On June 26, 1819, after more than six years in Burma, Adoniram Judson baptized his first believer, Moung Nau. Judson wrote in his journal, “Oh may it prove to be the beginning of baptisms in the Burma Empire which will continue to the end of the age.” By 1823, a decade after their arrival, his small bamboo and thatch chapel had 18 members.

A year later, during a war between Britain and Burma, Judson was imprisoned for 20 months in the infamous Ava Prison for preaching the gospel. He was frequently beaten and hung upside down by his feet with just his head and shoulders resting on the ground; but for the pleas, prayers, and regular visits of Ann, he would have died there. Two months after his release, Ann died of a tropical fever.

For hundreds of years Burmese folklore foretold of a man who would come one day with a book of truth. In 1823 while pastoring his church of 18 members, Judson completed a draft of the New Testament. A decade later he finished his Burmese Bible. It is still in use today.

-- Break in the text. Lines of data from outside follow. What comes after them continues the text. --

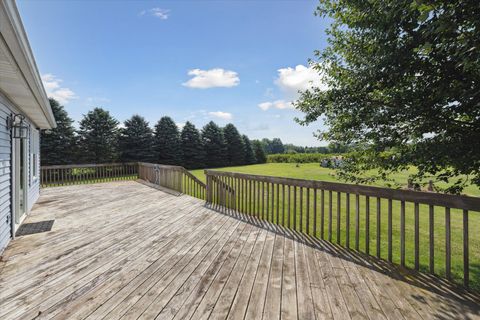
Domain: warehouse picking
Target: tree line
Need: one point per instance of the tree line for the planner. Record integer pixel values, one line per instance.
(100, 139)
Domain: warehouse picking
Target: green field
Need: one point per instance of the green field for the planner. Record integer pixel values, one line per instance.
(315, 172)
(311, 171)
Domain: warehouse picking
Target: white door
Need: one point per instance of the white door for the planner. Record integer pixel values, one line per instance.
(20, 180)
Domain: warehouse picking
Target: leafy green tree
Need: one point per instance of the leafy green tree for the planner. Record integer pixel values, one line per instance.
(98, 137)
(214, 145)
(401, 83)
(58, 145)
(259, 152)
(167, 146)
(273, 146)
(193, 156)
(236, 150)
(136, 140)
(277, 146)
(249, 153)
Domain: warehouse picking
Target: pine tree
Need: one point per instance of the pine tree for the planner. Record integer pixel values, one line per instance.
(167, 146)
(98, 136)
(235, 146)
(259, 152)
(136, 140)
(249, 154)
(58, 145)
(192, 149)
(214, 145)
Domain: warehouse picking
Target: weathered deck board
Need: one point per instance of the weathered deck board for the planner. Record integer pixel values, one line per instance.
(125, 250)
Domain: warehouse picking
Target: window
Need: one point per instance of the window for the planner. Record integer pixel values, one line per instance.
(34, 154)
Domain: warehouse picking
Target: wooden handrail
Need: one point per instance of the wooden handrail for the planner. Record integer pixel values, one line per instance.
(61, 175)
(431, 198)
(344, 213)
(173, 177)
(88, 165)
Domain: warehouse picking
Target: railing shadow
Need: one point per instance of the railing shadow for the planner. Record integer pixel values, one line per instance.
(458, 300)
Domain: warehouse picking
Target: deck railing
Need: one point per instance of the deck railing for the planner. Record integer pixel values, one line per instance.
(62, 175)
(413, 229)
(172, 177)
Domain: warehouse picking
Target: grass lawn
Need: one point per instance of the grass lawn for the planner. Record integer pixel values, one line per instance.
(315, 172)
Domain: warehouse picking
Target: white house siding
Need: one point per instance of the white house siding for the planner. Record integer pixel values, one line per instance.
(33, 147)
(34, 181)
(5, 177)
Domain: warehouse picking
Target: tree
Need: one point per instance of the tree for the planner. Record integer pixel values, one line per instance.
(401, 83)
(58, 145)
(249, 154)
(193, 156)
(259, 152)
(277, 146)
(167, 142)
(214, 145)
(98, 137)
(236, 151)
(136, 140)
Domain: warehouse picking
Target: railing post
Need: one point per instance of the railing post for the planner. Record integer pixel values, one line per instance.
(208, 187)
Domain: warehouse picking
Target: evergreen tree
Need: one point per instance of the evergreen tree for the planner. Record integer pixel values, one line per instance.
(136, 140)
(236, 151)
(277, 146)
(249, 154)
(192, 149)
(259, 152)
(214, 145)
(167, 146)
(58, 145)
(98, 136)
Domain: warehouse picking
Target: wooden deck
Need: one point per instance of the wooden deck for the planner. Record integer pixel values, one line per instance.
(125, 250)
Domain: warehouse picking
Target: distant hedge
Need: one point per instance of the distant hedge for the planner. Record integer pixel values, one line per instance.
(298, 157)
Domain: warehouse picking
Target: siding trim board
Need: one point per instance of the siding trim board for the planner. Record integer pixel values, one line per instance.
(21, 92)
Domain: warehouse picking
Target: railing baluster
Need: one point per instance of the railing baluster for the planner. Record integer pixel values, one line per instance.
(466, 263)
(308, 212)
(347, 220)
(289, 205)
(295, 208)
(283, 205)
(367, 225)
(322, 214)
(448, 252)
(301, 209)
(379, 224)
(273, 203)
(339, 199)
(330, 209)
(417, 236)
(357, 222)
(402, 233)
(315, 212)
(278, 204)
(390, 231)
(431, 230)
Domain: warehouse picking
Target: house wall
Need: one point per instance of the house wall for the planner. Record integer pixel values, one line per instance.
(6, 194)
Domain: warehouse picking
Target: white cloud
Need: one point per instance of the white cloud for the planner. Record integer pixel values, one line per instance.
(213, 78)
(221, 115)
(159, 13)
(278, 104)
(300, 78)
(97, 100)
(54, 89)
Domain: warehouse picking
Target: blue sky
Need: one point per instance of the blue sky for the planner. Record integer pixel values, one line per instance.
(227, 61)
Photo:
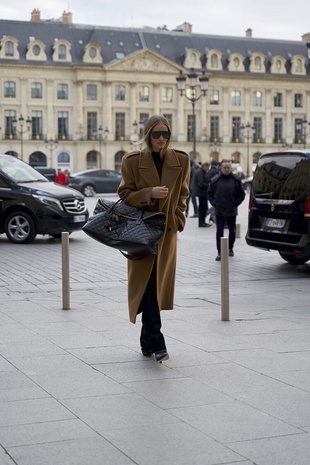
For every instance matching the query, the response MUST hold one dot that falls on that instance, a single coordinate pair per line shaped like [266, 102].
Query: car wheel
[89, 190]
[292, 259]
[20, 228]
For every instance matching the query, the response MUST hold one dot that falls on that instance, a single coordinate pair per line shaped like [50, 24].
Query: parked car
[49, 173]
[279, 205]
[90, 182]
[247, 183]
[31, 205]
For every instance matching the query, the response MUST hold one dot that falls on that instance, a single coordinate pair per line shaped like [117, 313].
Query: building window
[143, 117]
[298, 66]
[36, 90]
[214, 97]
[62, 52]
[37, 125]
[298, 100]
[235, 134]
[144, 94]
[92, 125]
[120, 93]
[277, 100]
[214, 61]
[258, 133]
[119, 126]
[190, 127]
[91, 90]
[167, 94]
[168, 117]
[258, 63]
[62, 91]
[63, 125]
[91, 159]
[235, 98]
[257, 99]
[9, 49]
[9, 116]
[278, 130]
[214, 128]
[9, 89]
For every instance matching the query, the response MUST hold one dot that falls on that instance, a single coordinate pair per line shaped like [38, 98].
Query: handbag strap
[133, 257]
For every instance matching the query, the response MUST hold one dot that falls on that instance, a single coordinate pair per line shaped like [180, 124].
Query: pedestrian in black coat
[200, 188]
[225, 193]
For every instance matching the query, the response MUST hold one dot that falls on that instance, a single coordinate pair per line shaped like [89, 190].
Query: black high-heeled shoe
[161, 356]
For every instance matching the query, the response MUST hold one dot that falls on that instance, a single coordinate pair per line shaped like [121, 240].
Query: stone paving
[75, 389]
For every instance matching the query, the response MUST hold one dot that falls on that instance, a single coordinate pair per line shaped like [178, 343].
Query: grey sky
[274, 19]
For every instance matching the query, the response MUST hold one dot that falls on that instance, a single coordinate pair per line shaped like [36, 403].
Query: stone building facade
[76, 96]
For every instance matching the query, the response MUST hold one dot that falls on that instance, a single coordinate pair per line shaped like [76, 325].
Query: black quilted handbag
[135, 231]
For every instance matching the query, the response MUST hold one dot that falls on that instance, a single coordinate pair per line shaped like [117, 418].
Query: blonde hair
[148, 128]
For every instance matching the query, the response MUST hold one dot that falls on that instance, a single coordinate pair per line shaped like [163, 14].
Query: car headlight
[50, 201]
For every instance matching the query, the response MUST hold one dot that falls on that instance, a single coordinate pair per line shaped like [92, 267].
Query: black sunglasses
[157, 134]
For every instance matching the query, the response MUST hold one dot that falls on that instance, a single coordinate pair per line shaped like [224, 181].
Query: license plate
[79, 218]
[275, 223]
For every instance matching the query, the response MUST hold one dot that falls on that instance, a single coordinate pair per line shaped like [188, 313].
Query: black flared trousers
[151, 338]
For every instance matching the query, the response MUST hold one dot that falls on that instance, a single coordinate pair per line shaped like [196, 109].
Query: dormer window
[62, 52]
[9, 49]
[36, 50]
[92, 52]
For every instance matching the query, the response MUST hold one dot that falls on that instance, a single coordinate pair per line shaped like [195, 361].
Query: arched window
[37, 159]
[118, 160]
[91, 159]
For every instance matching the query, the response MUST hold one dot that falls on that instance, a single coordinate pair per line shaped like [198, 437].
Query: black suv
[279, 205]
[31, 205]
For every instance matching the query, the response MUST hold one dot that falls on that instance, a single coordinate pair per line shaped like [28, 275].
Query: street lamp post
[249, 129]
[301, 125]
[21, 130]
[193, 97]
[100, 132]
[51, 144]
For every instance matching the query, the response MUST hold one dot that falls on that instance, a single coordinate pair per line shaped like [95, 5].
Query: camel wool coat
[139, 176]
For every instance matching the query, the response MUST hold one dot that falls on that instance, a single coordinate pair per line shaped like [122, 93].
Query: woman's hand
[160, 192]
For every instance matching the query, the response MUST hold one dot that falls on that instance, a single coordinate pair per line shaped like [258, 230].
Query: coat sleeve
[184, 193]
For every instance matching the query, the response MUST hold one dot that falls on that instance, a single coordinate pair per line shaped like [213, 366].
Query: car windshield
[283, 175]
[19, 171]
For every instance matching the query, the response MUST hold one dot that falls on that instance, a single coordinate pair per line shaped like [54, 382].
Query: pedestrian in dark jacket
[226, 193]
[200, 188]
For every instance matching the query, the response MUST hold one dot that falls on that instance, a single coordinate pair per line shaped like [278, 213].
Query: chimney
[67, 18]
[35, 15]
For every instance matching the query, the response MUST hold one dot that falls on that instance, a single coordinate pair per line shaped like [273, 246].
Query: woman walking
[155, 178]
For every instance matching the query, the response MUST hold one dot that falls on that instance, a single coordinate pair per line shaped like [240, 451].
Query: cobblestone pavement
[75, 389]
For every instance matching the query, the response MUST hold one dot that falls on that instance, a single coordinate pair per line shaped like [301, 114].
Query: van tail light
[307, 208]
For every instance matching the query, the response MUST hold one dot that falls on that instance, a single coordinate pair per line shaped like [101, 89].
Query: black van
[30, 204]
[279, 205]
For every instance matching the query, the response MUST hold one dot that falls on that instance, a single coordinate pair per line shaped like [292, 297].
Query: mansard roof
[117, 43]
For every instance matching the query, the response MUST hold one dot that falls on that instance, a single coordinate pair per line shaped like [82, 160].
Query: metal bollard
[65, 271]
[224, 279]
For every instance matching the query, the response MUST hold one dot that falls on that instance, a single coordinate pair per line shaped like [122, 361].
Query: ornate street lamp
[192, 95]
[51, 144]
[301, 126]
[21, 130]
[100, 132]
[250, 130]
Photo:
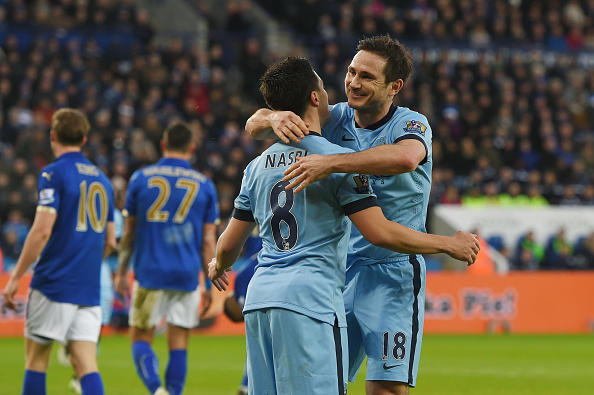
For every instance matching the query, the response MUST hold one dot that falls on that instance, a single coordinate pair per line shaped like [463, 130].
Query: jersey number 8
[281, 213]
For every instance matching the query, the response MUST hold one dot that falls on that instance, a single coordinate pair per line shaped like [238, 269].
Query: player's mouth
[356, 95]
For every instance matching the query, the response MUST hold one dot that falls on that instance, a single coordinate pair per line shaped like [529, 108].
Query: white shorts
[47, 321]
[149, 306]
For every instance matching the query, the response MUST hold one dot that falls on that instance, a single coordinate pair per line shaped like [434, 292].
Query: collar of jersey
[174, 161]
[382, 121]
[73, 155]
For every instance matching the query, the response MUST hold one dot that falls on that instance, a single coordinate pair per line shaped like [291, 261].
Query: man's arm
[229, 247]
[126, 248]
[284, 125]
[399, 158]
[37, 238]
[384, 233]
[209, 239]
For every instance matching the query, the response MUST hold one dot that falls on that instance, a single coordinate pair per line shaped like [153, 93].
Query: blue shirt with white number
[402, 197]
[171, 203]
[302, 264]
[69, 267]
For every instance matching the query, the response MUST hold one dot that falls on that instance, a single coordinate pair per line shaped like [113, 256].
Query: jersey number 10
[87, 207]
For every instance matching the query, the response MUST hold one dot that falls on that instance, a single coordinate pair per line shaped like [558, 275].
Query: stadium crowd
[510, 127]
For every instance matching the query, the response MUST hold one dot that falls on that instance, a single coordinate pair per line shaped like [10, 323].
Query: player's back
[82, 197]
[302, 262]
[404, 197]
[171, 203]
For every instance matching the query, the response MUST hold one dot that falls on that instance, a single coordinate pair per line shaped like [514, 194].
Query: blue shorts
[385, 308]
[290, 353]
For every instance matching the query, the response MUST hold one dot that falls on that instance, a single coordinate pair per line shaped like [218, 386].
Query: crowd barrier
[456, 303]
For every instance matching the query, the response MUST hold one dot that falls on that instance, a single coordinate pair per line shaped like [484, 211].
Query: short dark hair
[286, 85]
[71, 126]
[178, 137]
[398, 57]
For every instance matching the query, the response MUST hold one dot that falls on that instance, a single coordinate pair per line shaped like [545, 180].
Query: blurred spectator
[584, 253]
[529, 254]
[558, 252]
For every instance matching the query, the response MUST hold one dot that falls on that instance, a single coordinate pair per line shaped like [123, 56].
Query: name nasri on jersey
[283, 159]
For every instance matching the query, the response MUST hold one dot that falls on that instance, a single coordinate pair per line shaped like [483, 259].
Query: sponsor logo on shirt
[362, 182]
[46, 196]
[47, 175]
[415, 127]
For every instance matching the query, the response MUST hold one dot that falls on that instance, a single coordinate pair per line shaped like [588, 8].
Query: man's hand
[205, 301]
[218, 277]
[288, 126]
[9, 291]
[121, 284]
[464, 247]
[307, 170]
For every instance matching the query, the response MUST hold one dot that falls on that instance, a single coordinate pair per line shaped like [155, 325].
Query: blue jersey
[69, 267]
[403, 197]
[171, 203]
[302, 264]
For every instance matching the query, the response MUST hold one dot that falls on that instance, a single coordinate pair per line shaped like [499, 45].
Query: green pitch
[481, 365]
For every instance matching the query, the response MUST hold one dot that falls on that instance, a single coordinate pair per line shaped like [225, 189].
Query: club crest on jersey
[47, 175]
[415, 127]
[362, 182]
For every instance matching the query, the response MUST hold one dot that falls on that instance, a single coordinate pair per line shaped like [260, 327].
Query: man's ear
[396, 86]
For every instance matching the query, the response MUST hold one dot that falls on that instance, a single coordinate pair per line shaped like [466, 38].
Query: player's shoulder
[317, 144]
[340, 110]
[405, 114]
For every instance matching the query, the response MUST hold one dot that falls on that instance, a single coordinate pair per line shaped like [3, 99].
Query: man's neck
[366, 118]
[60, 149]
[177, 155]
[313, 120]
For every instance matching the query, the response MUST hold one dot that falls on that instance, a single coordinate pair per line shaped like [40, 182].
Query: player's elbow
[376, 237]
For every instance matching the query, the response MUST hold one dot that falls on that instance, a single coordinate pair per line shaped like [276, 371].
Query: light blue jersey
[301, 266]
[403, 197]
[69, 267]
[171, 202]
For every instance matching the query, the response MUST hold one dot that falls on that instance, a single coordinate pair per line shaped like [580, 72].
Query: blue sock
[175, 375]
[91, 384]
[34, 383]
[147, 365]
[244, 380]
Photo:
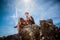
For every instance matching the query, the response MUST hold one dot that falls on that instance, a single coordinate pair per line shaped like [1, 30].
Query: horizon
[11, 10]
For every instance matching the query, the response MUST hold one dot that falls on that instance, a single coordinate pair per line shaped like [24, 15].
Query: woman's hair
[20, 20]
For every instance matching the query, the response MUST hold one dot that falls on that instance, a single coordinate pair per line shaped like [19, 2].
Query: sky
[11, 10]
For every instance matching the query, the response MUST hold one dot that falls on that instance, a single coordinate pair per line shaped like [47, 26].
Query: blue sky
[11, 10]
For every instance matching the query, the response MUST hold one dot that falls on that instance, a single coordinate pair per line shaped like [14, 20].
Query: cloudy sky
[11, 10]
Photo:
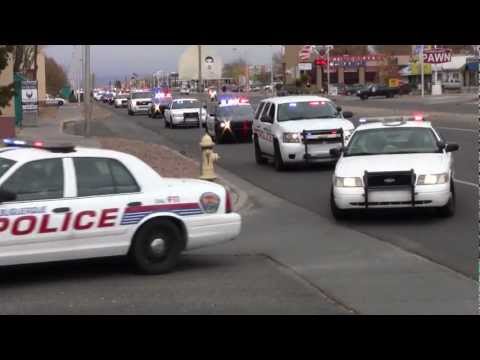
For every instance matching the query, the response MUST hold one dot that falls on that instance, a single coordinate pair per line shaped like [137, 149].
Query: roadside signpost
[30, 102]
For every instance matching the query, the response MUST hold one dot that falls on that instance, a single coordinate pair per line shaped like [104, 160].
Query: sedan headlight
[225, 125]
[291, 137]
[432, 179]
[348, 181]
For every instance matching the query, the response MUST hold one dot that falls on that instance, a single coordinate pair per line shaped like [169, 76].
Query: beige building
[6, 77]
[41, 75]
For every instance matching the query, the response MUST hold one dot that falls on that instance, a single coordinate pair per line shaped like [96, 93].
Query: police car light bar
[63, 148]
[404, 118]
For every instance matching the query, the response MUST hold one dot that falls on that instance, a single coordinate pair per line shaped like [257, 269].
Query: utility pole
[422, 70]
[87, 90]
[200, 88]
[199, 67]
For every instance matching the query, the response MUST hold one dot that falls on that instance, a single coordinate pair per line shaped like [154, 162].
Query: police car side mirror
[335, 152]
[265, 118]
[451, 147]
[6, 195]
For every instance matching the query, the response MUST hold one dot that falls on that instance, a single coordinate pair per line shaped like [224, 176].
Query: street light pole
[86, 91]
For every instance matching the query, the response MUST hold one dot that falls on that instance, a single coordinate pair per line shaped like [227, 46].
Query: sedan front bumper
[425, 196]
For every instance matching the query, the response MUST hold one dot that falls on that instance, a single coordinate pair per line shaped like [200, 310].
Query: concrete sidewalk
[50, 127]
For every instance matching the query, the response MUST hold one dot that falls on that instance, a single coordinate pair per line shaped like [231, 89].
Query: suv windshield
[307, 110]
[5, 164]
[186, 104]
[236, 112]
[392, 141]
[146, 95]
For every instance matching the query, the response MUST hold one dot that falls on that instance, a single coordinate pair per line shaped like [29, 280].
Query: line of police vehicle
[61, 202]
[387, 162]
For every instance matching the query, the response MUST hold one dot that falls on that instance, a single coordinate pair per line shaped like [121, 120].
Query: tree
[6, 91]
[55, 76]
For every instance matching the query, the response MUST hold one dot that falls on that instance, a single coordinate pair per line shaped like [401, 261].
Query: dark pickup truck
[377, 90]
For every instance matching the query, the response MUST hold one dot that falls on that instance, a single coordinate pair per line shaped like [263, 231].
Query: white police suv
[185, 112]
[394, 162]
[63, 202]
[139, 102]
[293, 129]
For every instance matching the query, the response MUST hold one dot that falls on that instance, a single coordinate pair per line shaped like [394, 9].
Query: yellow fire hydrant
[208, 158]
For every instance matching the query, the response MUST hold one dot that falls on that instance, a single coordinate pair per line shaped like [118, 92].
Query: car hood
[420, 163]
[142, 99]
[315, 124]
[183, 111]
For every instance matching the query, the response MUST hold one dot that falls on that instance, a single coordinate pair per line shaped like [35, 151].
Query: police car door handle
[137, 203]
[61, 210]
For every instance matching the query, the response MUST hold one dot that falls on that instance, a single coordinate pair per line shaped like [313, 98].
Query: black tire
[260, 160]
[143, 255]
[449, 209]
[338, 214]
[277, 158]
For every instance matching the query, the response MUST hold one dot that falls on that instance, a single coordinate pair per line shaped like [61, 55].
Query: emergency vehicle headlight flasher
[291, 137]
[348, 181]
[432, 179]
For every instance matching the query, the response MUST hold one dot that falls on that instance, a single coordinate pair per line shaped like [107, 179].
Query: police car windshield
[402, 140]
[306, 110]
[5, 164]
[186, 104]
[242, 111]
[142, 95]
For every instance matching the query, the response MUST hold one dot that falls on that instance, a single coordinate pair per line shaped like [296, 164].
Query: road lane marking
[465, 182]
[456, 129]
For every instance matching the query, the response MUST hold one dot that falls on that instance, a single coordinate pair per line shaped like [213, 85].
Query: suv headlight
[432, 179]
[348, 182]
[291, 137]
[347, 134]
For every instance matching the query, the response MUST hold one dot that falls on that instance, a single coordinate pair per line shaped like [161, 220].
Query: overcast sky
[120, 60]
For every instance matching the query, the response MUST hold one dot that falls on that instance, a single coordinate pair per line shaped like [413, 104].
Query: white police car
[294, 129]
[139, 102]
[64, 202]
[394, 162]
[184, 112]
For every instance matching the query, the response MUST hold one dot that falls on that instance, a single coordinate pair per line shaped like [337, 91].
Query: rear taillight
[228, 203]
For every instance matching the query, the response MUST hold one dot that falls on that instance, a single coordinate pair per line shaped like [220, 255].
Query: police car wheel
[258, 154]
[338, 214]
[277, 158]
[449, 209]
[157, 247]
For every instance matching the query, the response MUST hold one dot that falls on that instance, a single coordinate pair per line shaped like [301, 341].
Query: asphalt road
[450, 242]
[201, 284]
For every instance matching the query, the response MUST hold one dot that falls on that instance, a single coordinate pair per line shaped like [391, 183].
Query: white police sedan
[61, 202]
[394, 162]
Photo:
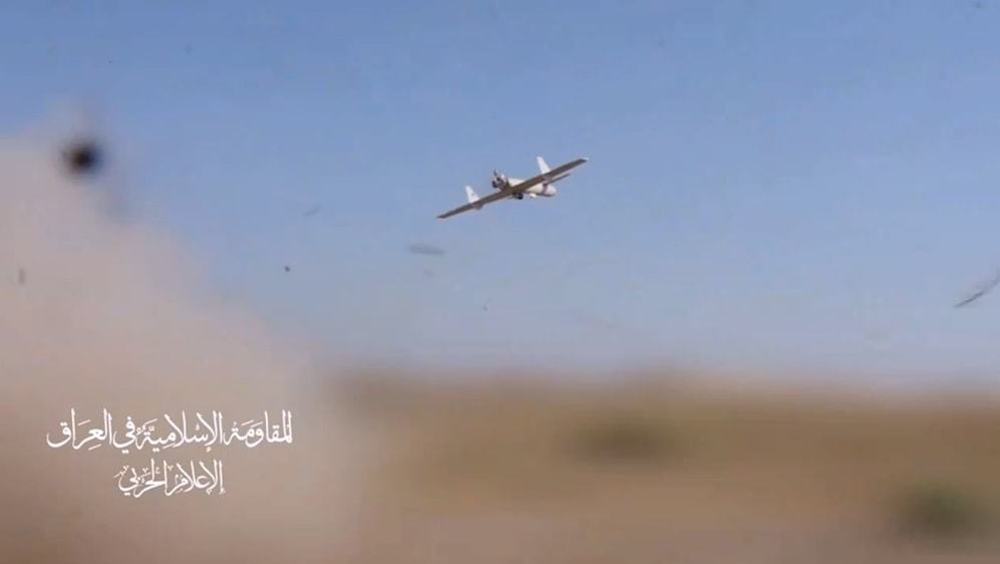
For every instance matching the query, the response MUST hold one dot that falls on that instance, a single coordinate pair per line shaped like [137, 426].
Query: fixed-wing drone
[541, 185]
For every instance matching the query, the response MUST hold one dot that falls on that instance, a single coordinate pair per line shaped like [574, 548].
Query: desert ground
[654, 472]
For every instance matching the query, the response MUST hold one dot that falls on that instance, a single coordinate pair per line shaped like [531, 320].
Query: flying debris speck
[981, 291]
[82, 157]
[424, 249]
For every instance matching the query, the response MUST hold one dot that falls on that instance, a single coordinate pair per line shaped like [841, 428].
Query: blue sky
[772, 184]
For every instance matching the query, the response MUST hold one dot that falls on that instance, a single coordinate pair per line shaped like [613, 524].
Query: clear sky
[771, 185]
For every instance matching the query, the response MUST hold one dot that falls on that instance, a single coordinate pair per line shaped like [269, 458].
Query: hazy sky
[772, 184]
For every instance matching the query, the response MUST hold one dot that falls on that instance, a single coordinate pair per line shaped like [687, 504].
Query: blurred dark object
[83, 157]
[941, 511]
[625, 438]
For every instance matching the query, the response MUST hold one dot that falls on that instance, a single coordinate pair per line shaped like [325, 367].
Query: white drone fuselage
[506, 188]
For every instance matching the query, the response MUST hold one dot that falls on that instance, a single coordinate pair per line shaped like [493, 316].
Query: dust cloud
[99, 312]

Adoniram Judson died of a tropical disease in 1850, four decades years after his and Ann’s adventure began. He was buried at sea in the Bay of Bengal off the coast of Burma. Today there are 4,800 Baptist churches in Myanmar, modern-day Burma, and almost one million Baptists, the third largest population of Baptist outside the United States and India.

In a small cemetery in Malden, Massachusetts, there is a gravestone that reads, “Adoniram Judson: The ocean is his sepulcher, the Burmese Bible his monument, his record is on high.”